Put that all together and the paradox is resolved.
I should have been clearer in the above but it is now time for me to play D&D with my six-year-old.
That’s far from a settled question. Actually, the way you’ve phrased it is settled - non-human animals demonstrate some counting ability, but I doubt that’s what you meant.
I’m fairly sure all numbers are unique. Certainly, any number we could ever refer to would be.
It’s 17. Jeez, I have to explain everything to you people.
Who needs 17? The hell with 17. It’s not a square or a cube, it’s not even, and it has no particularly noteworthy application in popular culture or law. It’s a prime, but it’s not low enough to be remarkable for that and not high enough that you can say “huh, how interesting that such a big number is a prime.”
Let’s assume, for the sake of argument, that the concept of interesting exists and that some numbers have interesting properties. The question then is whether all numbers have interesting properties or whether some numbers lack interesting properties.
A property may be interesting in some cases and not in others. For a non-numerical example, Franklin Delano Roosevelt can be considering interesting because he was the first President to appear on television.

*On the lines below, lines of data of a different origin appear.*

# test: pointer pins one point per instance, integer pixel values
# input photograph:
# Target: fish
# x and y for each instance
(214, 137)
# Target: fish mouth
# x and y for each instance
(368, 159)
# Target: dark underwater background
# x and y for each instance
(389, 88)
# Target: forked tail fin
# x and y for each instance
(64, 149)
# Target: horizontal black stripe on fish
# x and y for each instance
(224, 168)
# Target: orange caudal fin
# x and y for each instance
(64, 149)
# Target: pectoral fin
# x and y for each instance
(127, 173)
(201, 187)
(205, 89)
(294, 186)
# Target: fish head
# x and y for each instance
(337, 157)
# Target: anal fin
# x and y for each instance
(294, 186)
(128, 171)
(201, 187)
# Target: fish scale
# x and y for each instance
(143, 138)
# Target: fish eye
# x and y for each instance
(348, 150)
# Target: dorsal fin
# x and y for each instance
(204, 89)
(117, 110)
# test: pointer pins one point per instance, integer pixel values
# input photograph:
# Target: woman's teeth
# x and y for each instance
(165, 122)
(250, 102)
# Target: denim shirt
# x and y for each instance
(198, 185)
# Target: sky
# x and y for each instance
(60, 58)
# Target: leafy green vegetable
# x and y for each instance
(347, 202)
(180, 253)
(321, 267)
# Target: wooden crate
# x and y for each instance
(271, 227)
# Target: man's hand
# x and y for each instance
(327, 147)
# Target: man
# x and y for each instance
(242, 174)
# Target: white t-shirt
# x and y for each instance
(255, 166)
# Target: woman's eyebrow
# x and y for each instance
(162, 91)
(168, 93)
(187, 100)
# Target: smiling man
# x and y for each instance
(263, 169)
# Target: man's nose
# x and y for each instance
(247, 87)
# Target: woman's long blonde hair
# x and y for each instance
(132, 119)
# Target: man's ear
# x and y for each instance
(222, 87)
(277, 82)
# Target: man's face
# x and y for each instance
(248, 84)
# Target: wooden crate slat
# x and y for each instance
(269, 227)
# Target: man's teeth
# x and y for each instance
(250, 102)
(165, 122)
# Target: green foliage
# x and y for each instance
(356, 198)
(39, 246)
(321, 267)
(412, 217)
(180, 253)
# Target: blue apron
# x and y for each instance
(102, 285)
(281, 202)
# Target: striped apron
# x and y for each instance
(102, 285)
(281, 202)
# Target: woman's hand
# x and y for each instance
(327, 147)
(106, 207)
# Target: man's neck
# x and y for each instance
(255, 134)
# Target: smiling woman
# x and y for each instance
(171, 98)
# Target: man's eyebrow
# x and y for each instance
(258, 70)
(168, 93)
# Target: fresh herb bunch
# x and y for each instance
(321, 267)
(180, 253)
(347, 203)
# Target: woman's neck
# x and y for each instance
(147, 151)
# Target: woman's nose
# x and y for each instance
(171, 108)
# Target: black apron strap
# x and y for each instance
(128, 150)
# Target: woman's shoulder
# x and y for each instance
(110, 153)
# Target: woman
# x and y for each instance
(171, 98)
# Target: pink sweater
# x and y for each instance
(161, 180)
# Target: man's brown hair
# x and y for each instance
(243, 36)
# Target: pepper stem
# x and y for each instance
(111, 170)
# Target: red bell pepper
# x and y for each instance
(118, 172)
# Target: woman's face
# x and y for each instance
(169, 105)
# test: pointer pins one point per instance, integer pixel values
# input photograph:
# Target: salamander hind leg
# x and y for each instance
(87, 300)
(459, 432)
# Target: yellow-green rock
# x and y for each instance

But Barack Obama is not considered interesting because he appeared on television.
Same thing with numbers. Four can be considered interesting because it’s the smallest square number. But 5476 isn’t interesting just because it’s a square number.
So the smallest number with no interesting properties might be considered interesting for that reason. But that doesn’t mean that every number with no interesting properties is equally interesting.
So let me just check: you really believe that every natural number, all infinity of them, has the property of being “interesting” for a meaningful definition of “interesting”?
And you believe this because of a property of the edge case: that, in essence, there cannot be a first uninteresting number, since we’re defining “interesting” to include not being the first member of this set?
You’re aware of course that there are lots of paradoxes concerned with edge cases. The paradox of the unexpected hanging, Sorites paradox etc. There’s still dispute about some of these paradoxes, but no-one I know bites the bullet and says you cannot make a heap, or the exam will never take place.
Here’s something to consider: what happens when we extend the paradox to integers? Well, in this case the set of uninteresting numbers may have no boundary on either side, so the proof doesn’t work. Indeed, I suspect that for any reasonable, formal definition of “interesting”, it would be provable that there are an infinite number of uninteresting integers.
A very different answer to the “solution” for natural numbers. Does this seem odd to you?
The set of uninteresting integers would still have an element that’s smallest in absolute value, though. To get the kind of “no smallest element” behavior that you’re looking for, you’d have to go to the rationals, or reals, or some other non-integer set.
Really, the problem is just that the term “interesting” isn’t defined, like I said earlier. Start with a definition of “interesting”, any definition at all, and the problem goes away.